Mitt Romney has been criticized for using PowerPoint slides to explain his health care plan. His slides are a bit of a mess but I want to demonstrate some principles of slide design by re-doing his slides.
1. Does the audience need text or pictures? Some presentation experts dislike slide text. But it really depends on what the audience wants. In his speech at the University of Michigan Cardiovascular Center, the audience is medical students and doctors keen to understand Romney’s health care plan. They don’t want stock photography. They want text. Romney’s slides contain text but they are visually disorganized, spraying attention all over the place, so we’ll talk about how to improve that next.
2. Use visuals to provide order. Romney’s original slide uses a parchment paper background, a metaphor for the U.S. Constitution which recognizes the states’ rights to make their own decisions – in this case, health care decisions. But the effect is too subtle for an audience sitting 20 feet away.
Instead, Romney should use a template that clearly illustrates his point: the contrast between his plan and Obama’s. For instance, he could use the colors red and blue to represent the political parties (with a white slice between them; red and blue vibrate when they are next to each other) and reinforced by the politicians’ faces. Romney’s plan should be on the left side of the screen, which is the dominant half.
Finally, there’s a lot of distracting elements in the corners of the original slide, which scatters the reader’s attention. These should be cleaned up by reducing the size of the materials at the bottom and placing them in less obtrusive locations. The slide title can be condensed on the left side, rather than split into elements in the left and right corners.

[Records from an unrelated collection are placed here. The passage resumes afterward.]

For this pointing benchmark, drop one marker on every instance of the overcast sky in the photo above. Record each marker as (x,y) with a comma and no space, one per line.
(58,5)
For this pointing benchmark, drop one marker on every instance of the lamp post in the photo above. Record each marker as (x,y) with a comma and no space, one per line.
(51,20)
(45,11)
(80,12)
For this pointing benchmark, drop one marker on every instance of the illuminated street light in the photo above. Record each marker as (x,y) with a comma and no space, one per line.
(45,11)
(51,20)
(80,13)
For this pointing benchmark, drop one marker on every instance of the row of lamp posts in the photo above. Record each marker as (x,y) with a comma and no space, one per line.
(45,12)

3. Slide title. Every slide makeover begins be rewriting the slide title. On this slide, Romney is contrasting the differences between the health care plan he implemented in Massachusetts and Obama’s federal plan. So make that clear in the slide title.

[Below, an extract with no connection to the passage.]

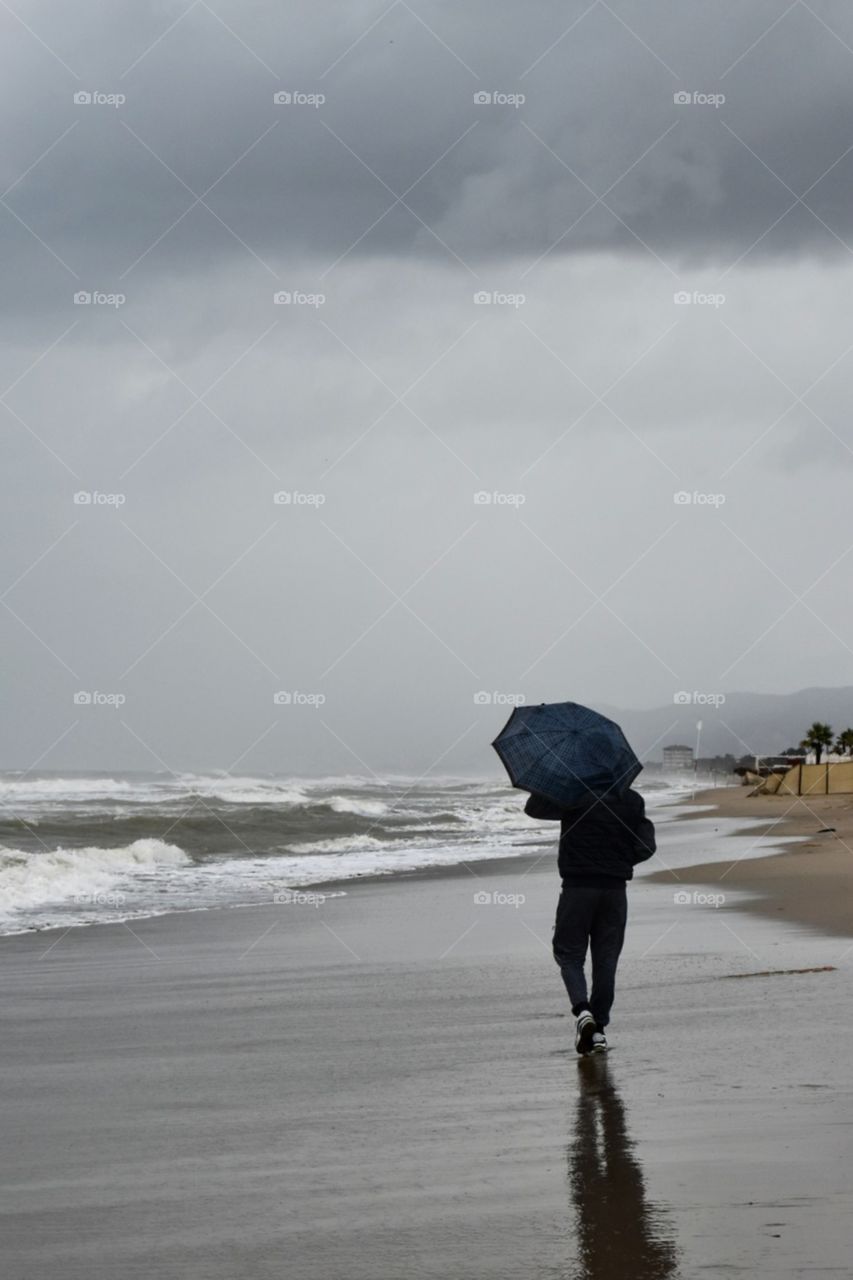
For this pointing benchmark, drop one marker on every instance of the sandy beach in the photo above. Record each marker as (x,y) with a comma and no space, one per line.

4. Slide text. Limit the slide to 3-4 major points. In this case, Romney is contrasting 3 benefits of his plan vs 3 weaknesses of Obama’s plan. Rather than put each point on different slides, bring them all together on the same slide. This builds up a mountain of evidence in his favor. Rather than showing this text all at once, he can use sequencing to bring the text in as he elaborates on it. See the video below.
5. Write bullets to sync and launch. When you paraphrase the bullet using different words than are on the slide, the audience is confused about which bullet point you’re covering. So write your slide text to sync and launch: that is, so the speaker can synchronize his spoken text with the slide text and then launch into elaborating his point. See the final slides below.
When you understand your audience and the power of visual communication, you will learn even politicians can communicate more clearly and persuasively using PowerPoint (However, Romney needs to learn to stop looking over his shoulders at his slides).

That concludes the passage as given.